Onlar basketbol oynar.

- Kosárlabdáznak.
- Kosaraznak.

Onlar futbol oynar.

- Fociznak.
- Futballoznak.

Tom ragbi oynar.

Tomi rögbizik.

Bovling oynar mısın?

Tekézel?

Futbol oynar mısın?

- Focizol?
- Te focizol?
- Ön futballozik?
- Futballozol?
- Te futballozol?

Kim golf oynar?

Ki golfozik?

O iyi oynar.

Jól játszik.

Kumar oynar mısın?

Hazárdírozol?

O, sabahleyin tenis oynar.

- Reggel teniszezik.
- Reggelenként teniszezik.

İyi tenis oynar mısın?

Jól teniszezel?

Basketbolu iyi oynar mısın?

Jól tudsz kosárlabdázni?

Okuldan sonra beyzbol oynar.

Iskola után baseballozik.

Tom sabahleyin tenis oynar.

Tamás délelőtt teniszezik.

Sınavlar eğitimde büyük rol oynar.

- A vizsgák fontos szerepet játszanak az oktatásban.
- A vizsgáknak nagy szerepet tulajdoníthatunk a képzésben.

O, her zaman iyi oynar.

- Mindig hozza a formáját.
- Mindig formában van.

O her gün tenis oynar.

Minden nap teniszezik.

O, her Pazar golf oynar.

Minden vasárnap golfozik.

O, okuldan sonra beyzbol oynar.

Iskola után baseballozik.

O çok iyi tenis oynar.

Nagyon jól teniszezik.

Tom atlar üzerine bahis oynar.

- Tomi fogadást tesz a lovakra.
- Tomi lovakra fogad.

Tom sıklıkla kendi başına oynar.

Tom gyakran játszik egyedül.

Baba pazar günü çoğunlukla golf oynar.

Apám vasárnap többnyire golfozik.

- Tom Pacman oynuyor.
- Tom, Pacman oynar.

Tomi pacmanezik.

Tom benden daha iyi tenis oynar.

Tom jobban teniszezik, mint én.

- Tom futbol oynuyor.
- Tom futbol oynar.

Tomi focizik.

Şans hayatta önemli bir rol oynar.

A szerencse fontos szerepet játszik az életben.
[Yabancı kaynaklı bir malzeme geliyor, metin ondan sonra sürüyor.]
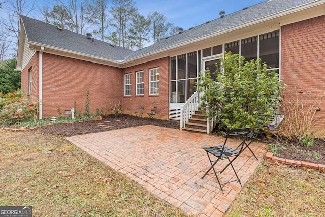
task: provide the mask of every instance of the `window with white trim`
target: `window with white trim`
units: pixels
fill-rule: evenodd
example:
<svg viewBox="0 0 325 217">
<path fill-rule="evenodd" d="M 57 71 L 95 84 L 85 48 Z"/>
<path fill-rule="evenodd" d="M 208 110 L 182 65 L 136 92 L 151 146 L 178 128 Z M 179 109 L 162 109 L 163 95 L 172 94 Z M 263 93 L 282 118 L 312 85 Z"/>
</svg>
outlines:
<svg viewBox="0 0 325 217">
<path fill-rule="evenodd" d="M 32 70 L 31 68 L 28 70 L 28 94 L 31 94 L 32 88 Z"/>
<path fill-rule="evenodd" d="M 159 94 L 159 67 L 150 69 L 149 94 Z"/>
<path fill-rule="evenodd" d="M 131 73 L 125 74 L 124 75 L 124 95 L 125 96 L 131 95 Z"/>
<path fill-rule="evenodd" d="M 144 72 L 140 71 L 136 73 L 136 95 L 143 95 L 144 89 Z"/>
</svg>

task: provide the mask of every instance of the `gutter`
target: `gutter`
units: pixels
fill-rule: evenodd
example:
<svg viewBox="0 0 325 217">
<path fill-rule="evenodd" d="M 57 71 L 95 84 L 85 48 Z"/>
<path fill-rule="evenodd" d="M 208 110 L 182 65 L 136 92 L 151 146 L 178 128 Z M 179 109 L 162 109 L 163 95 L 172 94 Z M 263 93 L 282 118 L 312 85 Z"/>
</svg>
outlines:
<svg viewBox="0 0 325 217">
<path fill-rule="evenodd" d="M 44 47 L 41 47 L 39 56 L 39 119 L 43 118 L 43 52 Z"/>
<path fill-rule="evenodd" d="M 209 39 L 210 38 L 213 38 L 216 36 L 226 34 L 226 33 L 233 32 L 235 30 L 244 28 L 245 27 L 251 26 L 252 25 L 261 23 L 268 20 L 271 20 L 273 19 L 278 18 L 279 17 L 281 17 L 285 15 L 289 15 L 294 12 L 299 12 L 300 11 L 307 9 L 310 8 L 312 8 L 313 7 L 321 5 L 324 4 L 324 3 L 325 3 L 325 1 L 320 0 L 319 1 L 315 1 L 311 3 L 306 3 L 304 5 L 300 5 L 295 8 L 292 8 L 287 9 L 285 11 L 282 11 L 280 12 L 271 14 L 270 15 L 268 15 L 264 17 L 259 18 L 256 20 L 248 21 L 246 23 L 240 24 L 239 25 L 237 25 L 229 28 L 226 28 L 219 32 L 212 33 L 210 34 L 206 35 L 205 36 L 204 36 L 199 38 L 197 38 L 196 39 L 191 39 L 189 41 L 187 41 L 181 44 L 178 44 L 177 45 L 176 45 L 171 47 L 167 47 L 166 48 L 162 49 L 161 50 L 158 50 L 153 52 L 151 52 L 151 53 L 147 53 L 146 54 L 144 54 L 143 55 L 139 56 L 139 57 L 136 57 L 135 58 L 127 59 L 126 60 L 124 60 L 124 63 L 127 64 L 128 63 L 130 63 L 133 61 L 137 60 L 143 58 L 145 58 L 146 57 L 149 57 L 153 55 L 158 54 L 159 53 L 161 53 L 163 52 L 167 52 L 167 51 L 170 51 L 171 50 L 179 48 L 181 47 L 190 45 L 194 43 L 199 42 L 200 41 Z"/>
</svg>

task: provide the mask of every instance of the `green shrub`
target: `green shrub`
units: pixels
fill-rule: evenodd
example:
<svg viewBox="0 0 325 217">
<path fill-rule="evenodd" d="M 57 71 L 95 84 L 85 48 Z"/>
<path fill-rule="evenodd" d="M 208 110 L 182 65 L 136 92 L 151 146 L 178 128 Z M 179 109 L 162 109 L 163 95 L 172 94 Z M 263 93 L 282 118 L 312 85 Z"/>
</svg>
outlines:
<svg viewBox="0 0 325 217">
<path fill-rule="evenodd" d="M 214 72 L 216 81 L 209 70 L 200 72 L 198 90 L 204 93 L 202 105 L 210 109 L 206 115 L 217 115 L 221 126 L 235 128 L 253 126 L 259 116 L 272 114 L 283 89 L 275 70 L 268 70 L 261 59 L 245 62 L 231 53 L 221 62 L 222 73 L 220 68 Z"/>
<path fill-rule="evenodd" d="M 22 90 L 0 95 L 1 126 L 20 124 L 35 117 L 38 106 L 24 97 Z"/>
</svg>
Bill genellikle tek başına oyuncakları ile oynar.

Vili gyakran játszik egyedül a játékaival.

TV günlük yaşamda önemli bir rol oynar.

A televízió fontos szerepet játszik a mindennapi életben.

Tom her cuma gecesi arkadaşlarıyla poker oynar.

Tom minden péntek este pókerezik a barátaival.